Class of British steam locomotives

The GWR 481 Class was a class of 20 mixed-traffic steam locomotives designed for the Great Western Railway by Joseph Armstrong and built at Swindon Works in 1869. They were similar in size to the 439 Class but differed in appearance, thanks to the flowing lines of their outside frames.

==Numbering==
The class was originally numbered (in order of construction): 481-490 and 1122–1131. After the 1870 locomotive stocktake, six of the locomotives in the duplicate list (1122–1127) were renumbered into the capital list as 587–592 to replace withdrawn broad-gauge locomotives; the other four duplicates (1128–1131) replaced standard-gauge locomotives as numbers 12, 19, 20, 54.

==Northern division engines==
Three of the class - Nos. 12, 19 and 20, which always remained in the Northern Division - were reboilered at Wolverhampton Works under George Armstrong between 1880 and 1890. Furthermore, in 1895 No. 20 was completely renewed at Swindon, as a larger locomotive, joining the 439 Class.

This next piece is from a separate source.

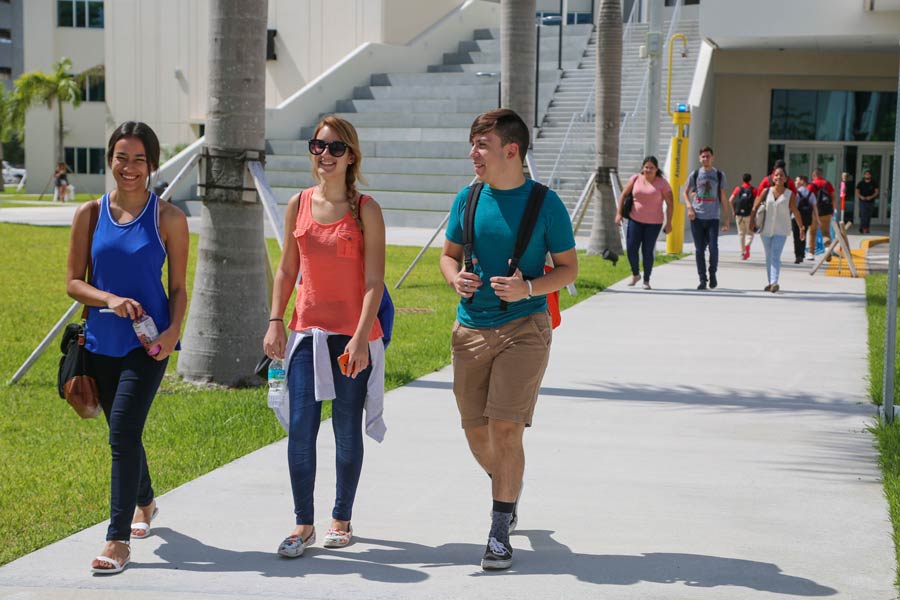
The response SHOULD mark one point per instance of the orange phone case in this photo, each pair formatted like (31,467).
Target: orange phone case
(344,362)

==Southern division engines==
The remaining engines were allocated to the Southern Division, working to South Wales and Weymouth, and then between Salisbury and Bristol. All were completely renewed at Swindon in 1887–90, using very little of the original locomotives. They were now "very neat little engines"; at this time William Dean added a completely new member of the class, numbered 28. Around 1900 the renewed engines were relegated to secondary duties, and were subsequently withdrawn between 1904 and 1921. No. 485 ran nearly 1,500,000 mi.